The behavior of the backlog argument on TCP sockets changed with Linux 2.2.
Now it specifies the queue length for completely established sockets waiting to be accepted, instead of the number of incomplete connection requests.
The maximum length of the queue for incomplete sockets can be set using /proc/sys/net/ipv4/tcp_max_syn_backlog.
When syncookies are enabled there is no logical maximum length and this setting is ignored.
See tcp(7) for more information.
If the backlog argument is greater than the value in /proc/sys/net/core/somaxconn, then it is silently truncated to that value;
the default value in this file is 128. In kernels before 2.4.25, this limit was a hard coded value, SOMAXCONN, with the value 128.
man 7 tcp
tcp_abort_on_overflow (Boolean; default: disabled; since Linux 2.4)
Enable resetting connections if the listening service is too slow and unable to keep up and accept them.
It means that if overflow occurred due to a burst, the connection will recover.
Enable this option only if you are really sure that the listening daemon cannot be tuned to accept connections faster.
Enabling this option can harm the clients of your server.
...
tcp_max_syn_backlog (integer; default: see below; since Linux 2.2)
The maximum number of queued connection requests which have still not received an acknowledgement from the connecting client.
If this number is exceeded, the kernel will begin dropping requests.
The default value of 256 is increased to 1024 when the memory present in the system is adequate or greater (>= 128Mb),
and reduced to 128 for those systems with very low memory (<= 32Mb).
It is recommended that if this needs to be increased above 1024, TCP_SYNQ_HSIZE in include/net/tcp.h be modified to keep TCP_SYNQ_HSIZE*16<=tcp_max_syn_backlog, and the kernel be recompiled.
...
tcp_synack_retries (integer; default: 5; since Linux 2.2)

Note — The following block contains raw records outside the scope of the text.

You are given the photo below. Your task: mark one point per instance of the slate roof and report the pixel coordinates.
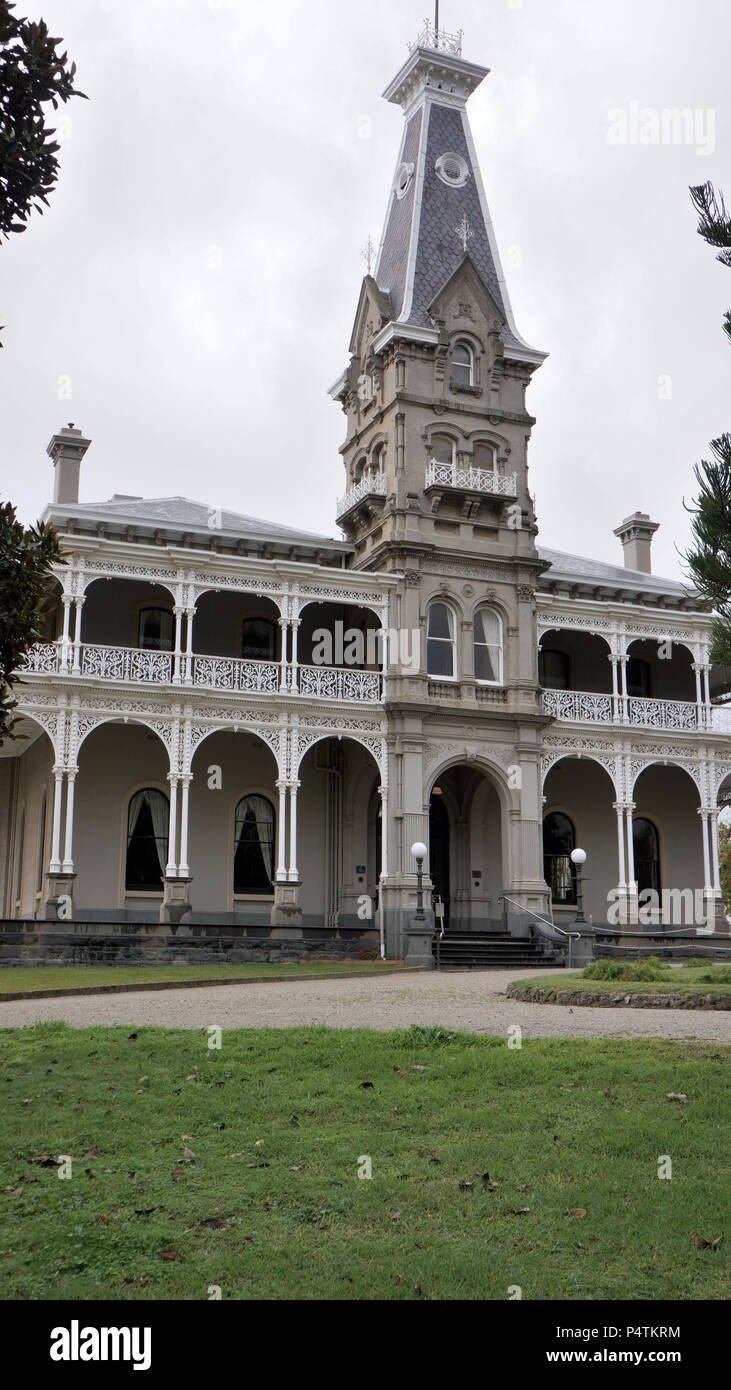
(182, 513)
(439, 209)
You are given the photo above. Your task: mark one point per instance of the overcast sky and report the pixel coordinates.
(195, 278)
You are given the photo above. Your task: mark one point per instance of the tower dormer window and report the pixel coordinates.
(463, 364)
(442, 449)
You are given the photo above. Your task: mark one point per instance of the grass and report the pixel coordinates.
(684, 980)
(24, 979)
(242, 1166)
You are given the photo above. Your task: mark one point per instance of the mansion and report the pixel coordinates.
(218, 734)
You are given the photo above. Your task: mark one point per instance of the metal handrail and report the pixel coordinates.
(571, 936)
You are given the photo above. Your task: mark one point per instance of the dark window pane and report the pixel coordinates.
(156, 630)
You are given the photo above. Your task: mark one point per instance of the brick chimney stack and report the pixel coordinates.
(67, 449)
(635, 534)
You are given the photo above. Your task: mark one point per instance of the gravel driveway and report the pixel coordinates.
(471, 1001)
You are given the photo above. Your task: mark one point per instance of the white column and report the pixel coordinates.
(188, 680)
(68, 840)
(77, 635)
(177, 656)
(173, 826)
(66, 641)
(184, 872)
(293, 873)
(281, 834)
(295, 630)
(54, 866)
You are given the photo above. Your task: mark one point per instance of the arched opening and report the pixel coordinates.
(467, 847)
(559, 872)
(253, 847)
(146, 854)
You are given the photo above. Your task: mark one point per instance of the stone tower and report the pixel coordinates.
(437, 474)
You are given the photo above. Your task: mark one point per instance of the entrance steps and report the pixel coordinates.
(491, 950)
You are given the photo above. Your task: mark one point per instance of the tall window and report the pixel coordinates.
(488, 647)
(646, 847)
(463, 364)
(559, 840)
(442, 449)
(156, 630)
(146, 841)
(253, 847)
(441, 641)
(40, 862)
(259, 640)
(553, 670)
(638, 677)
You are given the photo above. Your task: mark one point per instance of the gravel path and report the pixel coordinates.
(473, 1001)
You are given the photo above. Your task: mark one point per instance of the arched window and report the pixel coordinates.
(156, 630)
(146, 840)
(646, 845)
(638, 677)
(442, 449)
(553, 670)
(441, 642)
(560, 875)
(40, 863)
(259, 640)
(253, 847)
(488, 647)
(463, 364)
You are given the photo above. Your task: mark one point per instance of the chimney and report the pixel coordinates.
(635, 534)
(67, 449)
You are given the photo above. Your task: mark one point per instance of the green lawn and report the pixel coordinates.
(242, 1165)
(685, 980)
(21, 979)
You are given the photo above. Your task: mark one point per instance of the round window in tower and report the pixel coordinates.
(403, 180)
(452, 170)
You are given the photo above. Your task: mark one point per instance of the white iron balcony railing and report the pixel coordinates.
(471, 480)
(220, 673)
(584, 706)
(228, 673)
(371, 485)
(339, 683)
(432, 38)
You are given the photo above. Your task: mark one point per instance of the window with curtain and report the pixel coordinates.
(259, 640)
(488, 645)
(553, 670)
(441, 641)
(638, 677)
(156, 630)
(646, 845)
(559, 841)
(146, 841)
(253, 847)
(442, 449)
(463, 364)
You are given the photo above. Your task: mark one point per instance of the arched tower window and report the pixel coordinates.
(488, 647)
(559, 841)
(441, 641)
(253, 847)
(156, 630)
(646, 845)
(463, 364)
(146, 840)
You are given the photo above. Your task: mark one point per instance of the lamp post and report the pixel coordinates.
(419, 851)
(578, 858)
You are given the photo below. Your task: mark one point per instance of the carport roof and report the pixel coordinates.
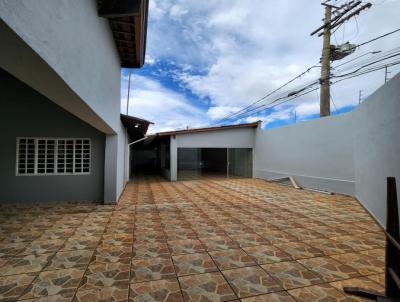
(135, 126)
(208, 129)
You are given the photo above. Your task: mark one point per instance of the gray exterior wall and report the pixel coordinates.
(317, 153)
(229, 138)
(66, 52)
(65, 43)
(377, 147)
(26, 113)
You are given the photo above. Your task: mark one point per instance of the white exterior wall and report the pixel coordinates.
(377, 147)
(352, 153)
(317, 153)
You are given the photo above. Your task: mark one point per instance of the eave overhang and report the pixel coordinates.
(128, 23)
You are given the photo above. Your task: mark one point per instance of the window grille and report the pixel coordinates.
(53, 156)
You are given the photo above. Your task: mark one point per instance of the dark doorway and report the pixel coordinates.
(194, 163)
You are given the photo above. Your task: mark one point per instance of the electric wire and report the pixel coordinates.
(282, 100)
(249, 107)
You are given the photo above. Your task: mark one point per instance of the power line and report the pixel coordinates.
(267, 106)
(243, 110)
(377, 38)
(265, 96)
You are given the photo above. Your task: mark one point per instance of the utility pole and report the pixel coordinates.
(334, 52)
(324, 101)
(386, 74)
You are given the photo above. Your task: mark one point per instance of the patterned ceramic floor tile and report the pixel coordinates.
(379, 278)
(274, 297)
(113, 253)
(377, 254)
(330, 247)
(42, 247)
(206, 287)
(156, 219)
(109, 294)
(69, 259)
(304, 234)
(329, 269)
(151, 269)
(292, 274)
(357, 243)
(80, 244)
(219, 243)
(59, 282)
(278, 237)
(226, 259)
(11, 249)
(100, 274)
(264, 254)
(364, 264)
(193, 264)
(361, 282)
(249, 240)
(11, 287)
(166, 290)
(188, 246)
(319, 293)
(25, 264)
(300, 250)
(53, 298)
(250, 281)
(151, 250)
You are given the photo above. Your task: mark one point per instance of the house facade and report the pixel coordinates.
(63, 138)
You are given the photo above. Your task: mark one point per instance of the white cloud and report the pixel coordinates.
(177, 11)
(216, 113)
(166, 108)
(232, 52)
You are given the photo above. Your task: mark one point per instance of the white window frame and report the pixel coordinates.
(56, 141)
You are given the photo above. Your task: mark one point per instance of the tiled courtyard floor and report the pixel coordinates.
(204, 240)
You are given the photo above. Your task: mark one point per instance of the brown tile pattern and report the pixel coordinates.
(206, 287)
(292, 274)
(185, 240)
(319, 293)
(226, 259)
(151, 269)
(193, 264)
(329, 269)
(250, 281)
(166, 290)
(11, 287)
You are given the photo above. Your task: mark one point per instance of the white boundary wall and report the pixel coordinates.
(351, 153)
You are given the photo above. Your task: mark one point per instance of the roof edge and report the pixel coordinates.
(208, 129)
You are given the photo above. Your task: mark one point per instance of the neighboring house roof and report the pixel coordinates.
(208, 129)
(128, 22)
(135, 126)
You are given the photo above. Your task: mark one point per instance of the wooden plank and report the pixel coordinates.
(119, 8)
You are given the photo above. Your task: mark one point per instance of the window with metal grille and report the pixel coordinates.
(53, 156)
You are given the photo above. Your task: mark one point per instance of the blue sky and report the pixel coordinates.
(207, 59)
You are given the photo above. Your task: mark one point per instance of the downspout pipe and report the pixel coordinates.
(127, 165)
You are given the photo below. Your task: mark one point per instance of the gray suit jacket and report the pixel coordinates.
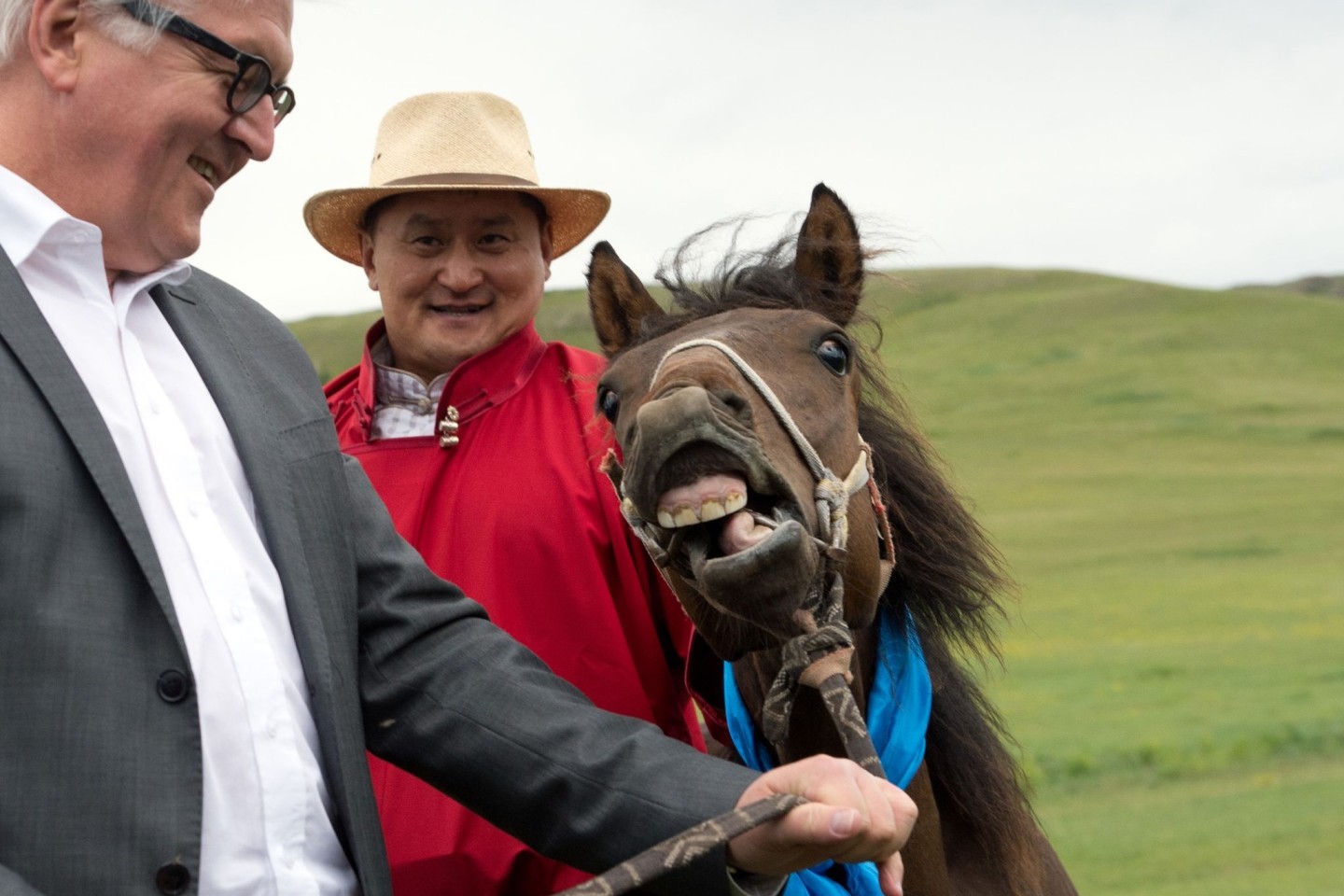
(100, 743)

The maximum number of times a SYN/ACK segment for a passive TCP connection will be retransmitted.
This number should not be higher than 255.
tcp_syncookies (Boolean; since Linux 2.2)
Enable TCP syncookies.
The kernel must be compiled with CONFIG_SYN_COOKIES.
Send out syncookies when the syn backlog queue of a socket overflows.
The syncookies feature attempts to protect a socket from a SYN flood attack.
This should be used as a last resort, if at all.
This is a violation of the TCP protocol, and conflicts with other areas of TCP such as TCP extensions.
It can cause problems for clients and relays.
It is not recommended as a tuning mechanism for heavily loaded servers to help with overloaded or misconfigured conditions.
For recommended alternatives see tcp_max_syn_backlog, tcp_synack_retries, and tcp_abort_on_overflow.
...